The internet in homes is now being over-used with most people working from home and their children getting schooled via the internet. If you’ve had a business videoconference stutter while your teenagers play Call of Duty online, or found yourself unable to stream the news while your spouse uploads huge data files for work, you’ll have a good idea of the problem.
According to experts the internet’s core is managing the spike in traffic just fine. It has massive capacity to handle Netflix, YouTube, Zoom and other streaming services. True, Netflix recently throttled down its video quality in Europe at the request of authorities there. But the company already stores its programs on servers close to users’ homes already, and there’s no evidence that it’s clogging networks.
Some people are wondering – if the internet is so sturdy why does my home connection stutter? The problem partly lies in the so-called “last mile,” the link that connects your home to the ultra-high speed internet backbone. Most homes in the United States get their internet from cable companies and thus connect to the broader network via coaxial cable, a legacy of the cable TV era. These connections provide faster “downstream” speeds to your home than “upstream” speeds back to the internet. Since videoconferencing sends equal amounts of data both ways, simultaneous sessions can clog the upstream channel and disrupt service for the entire household.
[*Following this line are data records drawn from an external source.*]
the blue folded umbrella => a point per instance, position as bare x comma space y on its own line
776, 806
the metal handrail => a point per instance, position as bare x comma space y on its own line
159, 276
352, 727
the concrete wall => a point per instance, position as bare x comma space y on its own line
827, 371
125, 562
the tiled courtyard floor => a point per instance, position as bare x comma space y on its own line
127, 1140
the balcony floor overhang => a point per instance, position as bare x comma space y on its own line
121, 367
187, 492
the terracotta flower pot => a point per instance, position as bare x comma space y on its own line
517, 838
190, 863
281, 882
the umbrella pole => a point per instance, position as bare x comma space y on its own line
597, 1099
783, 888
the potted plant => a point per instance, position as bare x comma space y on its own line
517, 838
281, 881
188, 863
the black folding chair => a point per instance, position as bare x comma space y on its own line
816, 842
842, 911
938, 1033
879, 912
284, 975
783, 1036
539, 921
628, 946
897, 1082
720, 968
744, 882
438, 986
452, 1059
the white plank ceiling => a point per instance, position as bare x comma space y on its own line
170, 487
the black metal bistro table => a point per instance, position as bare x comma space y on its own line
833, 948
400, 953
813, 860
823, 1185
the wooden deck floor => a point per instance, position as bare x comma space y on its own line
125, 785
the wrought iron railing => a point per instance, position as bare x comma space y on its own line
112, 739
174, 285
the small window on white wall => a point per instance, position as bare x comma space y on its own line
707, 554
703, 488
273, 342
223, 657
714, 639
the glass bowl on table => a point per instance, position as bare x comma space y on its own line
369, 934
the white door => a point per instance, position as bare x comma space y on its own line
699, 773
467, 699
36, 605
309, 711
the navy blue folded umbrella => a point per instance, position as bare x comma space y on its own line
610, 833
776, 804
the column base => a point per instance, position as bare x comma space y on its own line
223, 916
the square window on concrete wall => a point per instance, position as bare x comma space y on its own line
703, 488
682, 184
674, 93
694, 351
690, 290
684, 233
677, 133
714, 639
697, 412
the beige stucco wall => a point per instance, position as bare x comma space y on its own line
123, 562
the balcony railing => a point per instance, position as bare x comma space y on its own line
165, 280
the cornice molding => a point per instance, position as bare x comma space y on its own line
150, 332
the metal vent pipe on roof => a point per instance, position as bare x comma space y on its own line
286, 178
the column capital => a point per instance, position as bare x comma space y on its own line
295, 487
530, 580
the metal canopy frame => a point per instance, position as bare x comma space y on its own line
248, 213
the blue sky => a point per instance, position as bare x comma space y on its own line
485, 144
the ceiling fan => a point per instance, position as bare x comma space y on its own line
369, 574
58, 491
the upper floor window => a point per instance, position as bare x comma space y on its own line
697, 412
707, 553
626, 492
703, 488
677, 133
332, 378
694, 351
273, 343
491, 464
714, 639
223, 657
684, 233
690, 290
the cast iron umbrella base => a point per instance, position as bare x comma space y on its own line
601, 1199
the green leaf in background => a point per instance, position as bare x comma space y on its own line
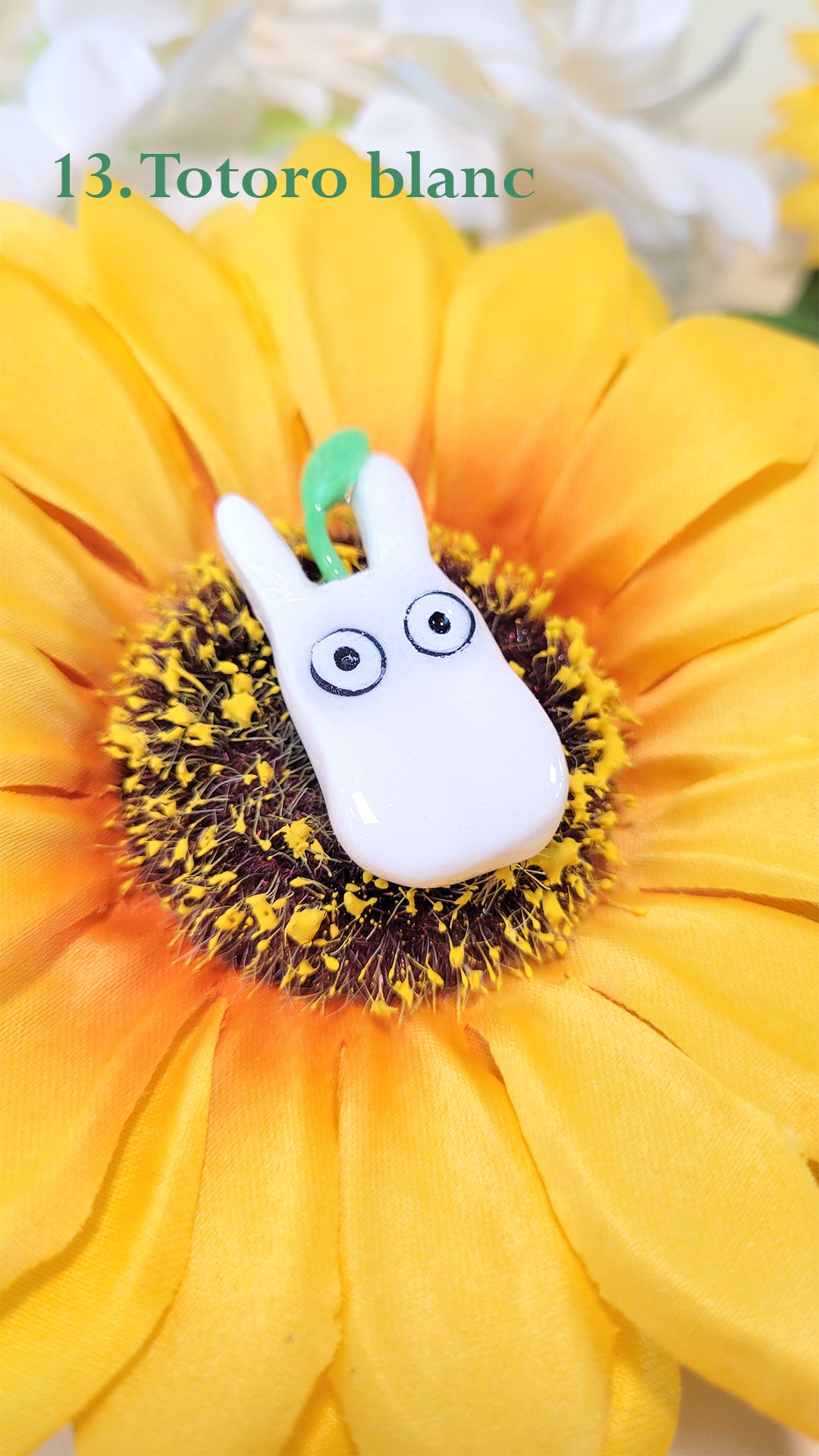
803, 318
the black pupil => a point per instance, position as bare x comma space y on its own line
439, 622
346, 658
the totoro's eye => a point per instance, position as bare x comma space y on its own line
347, 663
439, 623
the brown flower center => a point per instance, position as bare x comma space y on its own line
223, 817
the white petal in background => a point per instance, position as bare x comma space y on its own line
604, 98
156, 22
91, 85
711, 1424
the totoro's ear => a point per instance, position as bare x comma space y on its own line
260, 560
390, 514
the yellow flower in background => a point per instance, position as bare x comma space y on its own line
800, 139
241, 1212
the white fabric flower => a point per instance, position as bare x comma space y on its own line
585, 92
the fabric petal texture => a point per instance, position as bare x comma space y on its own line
676, 1232
299, 1206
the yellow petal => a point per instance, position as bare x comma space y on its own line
190, 332
46, 246
751, 832
645, 1397
55, 871
729, 982
77, 1047
50, 728
805, 46
55, 595
321, 1429
741, 570
354, 293
800, 134
701, 408
83, 430
534, 334
256, 1320
71, 1326
689, 1207
729, 708
469, 1327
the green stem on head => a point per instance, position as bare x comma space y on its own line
330, 473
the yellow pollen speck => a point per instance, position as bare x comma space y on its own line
231, 919
297, 837
207, 840
240, 710
303, 925
354, 906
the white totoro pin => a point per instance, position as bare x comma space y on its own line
435, 759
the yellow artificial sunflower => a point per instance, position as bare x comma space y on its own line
302, 1163
799, 137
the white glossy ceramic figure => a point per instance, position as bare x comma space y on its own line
436, 762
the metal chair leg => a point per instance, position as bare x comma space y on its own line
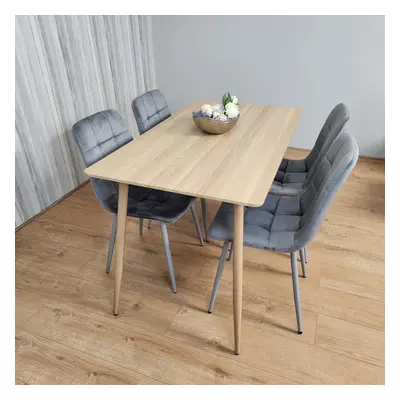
230, 252
302, 259
169, 258
112, 242
218, 276
296, 290
196, 223
204, 212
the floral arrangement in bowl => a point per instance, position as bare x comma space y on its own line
219, 118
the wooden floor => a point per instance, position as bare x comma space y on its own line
66, 333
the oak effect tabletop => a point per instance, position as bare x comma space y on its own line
236, 167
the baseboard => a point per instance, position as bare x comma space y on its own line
50, 206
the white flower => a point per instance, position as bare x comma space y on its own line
217, 113
231, 110
218, 107
207, 109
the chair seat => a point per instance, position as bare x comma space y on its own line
293, 165
271, 226
153, 204
289, 183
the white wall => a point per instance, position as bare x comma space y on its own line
312, 62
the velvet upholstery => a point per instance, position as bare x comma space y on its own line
149, 110
98, 136
292, 174
287, 224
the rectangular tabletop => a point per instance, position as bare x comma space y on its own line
236, 167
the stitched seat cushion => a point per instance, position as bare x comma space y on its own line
287, 223
99, 135
151, 203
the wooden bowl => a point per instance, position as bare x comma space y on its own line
213, 126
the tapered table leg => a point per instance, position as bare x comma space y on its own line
238, 273
120, 241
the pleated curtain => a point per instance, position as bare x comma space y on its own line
68, 67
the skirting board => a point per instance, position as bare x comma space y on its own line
50, 206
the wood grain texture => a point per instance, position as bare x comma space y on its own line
66, 333
68, 67
237, 167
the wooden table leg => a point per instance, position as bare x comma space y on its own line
120, 241
237, 273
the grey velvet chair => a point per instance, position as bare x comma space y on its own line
287, 224
99, 135
292, 174
149, 109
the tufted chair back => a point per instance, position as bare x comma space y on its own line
333, 169
333, 125
97, 136
149, 110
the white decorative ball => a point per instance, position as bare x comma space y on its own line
218, 107
217, 113
207, 110
231, 110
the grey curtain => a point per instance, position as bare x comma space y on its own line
68, 67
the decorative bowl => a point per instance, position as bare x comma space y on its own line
214, 126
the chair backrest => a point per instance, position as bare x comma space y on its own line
333, 125
97, 136
332, 172
149, 110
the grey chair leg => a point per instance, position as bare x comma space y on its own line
112, 242
296, 291
169, 258
141, 226
204, 212
196, 224
230, 252
218, 275
303, 263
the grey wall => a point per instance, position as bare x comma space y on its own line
312, 62
68, 67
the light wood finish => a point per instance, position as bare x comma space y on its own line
176, 156
238, 220
120, 242
65, 330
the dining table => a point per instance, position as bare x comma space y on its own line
236, 167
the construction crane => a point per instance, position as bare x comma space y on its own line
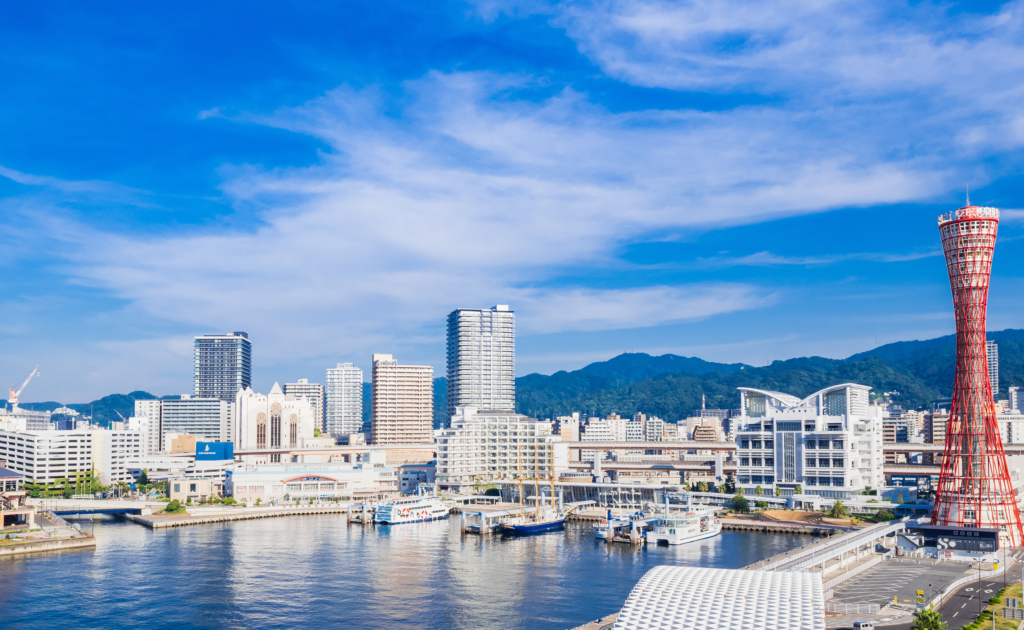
14, 394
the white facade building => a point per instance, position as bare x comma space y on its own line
271, 422
46, 457
481, 446
481, 359
312, 392
207, 419
222, 366
402, 403
344, 401
829, 444
113, 452
370, 479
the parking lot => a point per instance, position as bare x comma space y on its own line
897, 578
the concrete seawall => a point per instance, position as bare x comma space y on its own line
160, 521
769, 528
40, 546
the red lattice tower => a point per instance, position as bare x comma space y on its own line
974, 483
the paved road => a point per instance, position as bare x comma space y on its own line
897, 578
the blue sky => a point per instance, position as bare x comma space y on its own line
737, 182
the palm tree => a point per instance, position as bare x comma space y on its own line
928, 619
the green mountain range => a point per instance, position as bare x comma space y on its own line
919, 374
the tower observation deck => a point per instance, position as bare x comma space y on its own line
974, 481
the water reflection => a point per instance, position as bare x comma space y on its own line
317, 571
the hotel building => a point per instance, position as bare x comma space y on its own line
482, 446
402, 403
481, 359
829, 444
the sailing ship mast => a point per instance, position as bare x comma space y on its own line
518, 453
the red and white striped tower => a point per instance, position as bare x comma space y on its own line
974, 483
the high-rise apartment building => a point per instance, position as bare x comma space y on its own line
484, 446
223, 366
344, 401
992, 353
481, 359
313, 393
207, 419
402, 403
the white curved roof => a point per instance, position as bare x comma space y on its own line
786, 399
833, 388
694, 598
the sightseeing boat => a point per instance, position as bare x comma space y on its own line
689, 523
412, 509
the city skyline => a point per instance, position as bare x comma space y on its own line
492, 158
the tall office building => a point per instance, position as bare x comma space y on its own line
975, 489
313, 393
223, 366
402, 404
344, 401
992, 352
481, 359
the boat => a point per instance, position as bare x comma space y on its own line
418, 508
689, 523
543, 519
610, 527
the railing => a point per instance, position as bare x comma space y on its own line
820, 553
937, 599
853, 572
855, 609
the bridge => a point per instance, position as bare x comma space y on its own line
71, 507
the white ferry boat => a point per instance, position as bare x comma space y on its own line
690, 523
412, 509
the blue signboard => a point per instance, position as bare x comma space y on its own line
214, 450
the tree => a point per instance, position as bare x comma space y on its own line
928, 619
174, 507
839, 510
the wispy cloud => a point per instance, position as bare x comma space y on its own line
770, 259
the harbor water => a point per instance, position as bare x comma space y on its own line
318, 572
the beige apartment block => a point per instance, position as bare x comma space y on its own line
402, 403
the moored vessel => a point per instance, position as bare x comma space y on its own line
421, 507
689, 523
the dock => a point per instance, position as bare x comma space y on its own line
216, 515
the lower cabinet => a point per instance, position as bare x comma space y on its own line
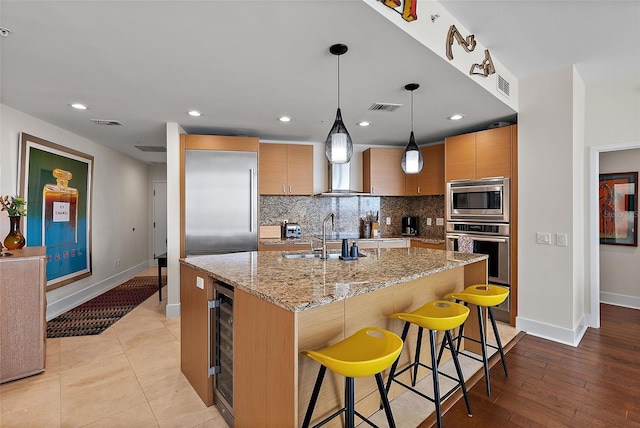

If this situation is happening to you, one quick solution is to have some family members switch to audio-only, which conserves bandwidth. This also applies to anyone in multiplayer online games, where — per a wag on Twitter — the banter between players often resembles conference calls with occasional shooting.
You might want to consider ordering a service upgrade, although that might not be strictly necessary. Some providers are temporarily offering more bandwidth, particularly for families with school-age children, in response to the current situation. Others have dropped service caps that charge extra when data usage passes a certain threshold. I tested my speed today to see that my provider has almost doubled my speed… and I didn’t even ask.
The relatively few U.S. households with their own direct fiber-optic connections have the same bandwidth in both directions and shouldn’t experience serious hiccups.
Does your home network need an upgrade? It might. Start with your internet modem, the device that most likely has a coax cable connecting it to your wall. Your internet provider often rents the modem to you.
If your modem is several years old, it’s probably time to ask your provider if upgrading the modem’s internal software, or replacing the modem entirely, will help. Also, some older modems often can’t deliver the full bandwidth you’re paying each month for to your household.
Next look at your Wi-Fi router. If you have cable, it may be built into your modem. If you haven’t already, try moving it to a more central location in your home or apartment; that will ensure bandwidth is distributed more equally. Another possibility you can connect some devices directly to the router with ethernet cables instead of using Wi-Fi. This may improve the performance of videoconferencing.
Or you can add more access points and distribute Wi-Fi with a “mesh” network. Newer routers let you add several satellite stations that boost your signal throughout the house, though you might have to arrange that with your provider.